Inside the cab. Wiping down high-touch points such as the steering wheel, knobs, gears, and center console with disinfectant between drivers and between trips has been helping keep truckers safe on the road and is now a regular part of pre and post-trip routines for many truck businesses and fleets.
Outside of the cab. Maintaining social distancing between truckers and customers isn’t always easy, but our industry always adapts, and keeping the recommended six feet apart is going to be the norm for a while.
Mechanics and technicians. Truckers aren’t the only essential workers in this industry who have an increased risk of exposure. If the trucks are running, the people who fix the trucks are running, too.

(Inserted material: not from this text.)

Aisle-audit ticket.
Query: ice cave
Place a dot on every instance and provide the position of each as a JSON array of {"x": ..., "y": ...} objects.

In addition to keeping the shop clean, mechanics and technicians are also sanitizing between jobs, getting serious about stocking up on personal protection equipment and disinfectant products and having to be cognizant of social distancing between themselves and their customers.
Adapting Paperless Processes
Working in the trucking industry not only includes goods but also paperwork. Rather than having truckers come into close contact with customers to sign, initial, or hand off paperwork, many businesses have now switched over to paperless processes to minimize exposure risk.
For companies that are not able to adopt a paperless approach, putting a table or another surface in between you and the other person can help keep the paperwork process compliant in the meantime.
Minimizing Vehicle Stops
A typical day for a trucker may be just one stop or it may be several. Longer hours, unexpected route changes, and uncertain food and rest stops have made it challenging to minimize vehicle stops but consolidating when truckers need to leave the safety of their vehicles may be a long-term adjustment.
Like most industries, trucking was not prepared for a pandemic, but the bravery and dedication that truckers, vocational drivers, technicians, and others in the industry have shown along the way will keep America running past the pandemic and beyond.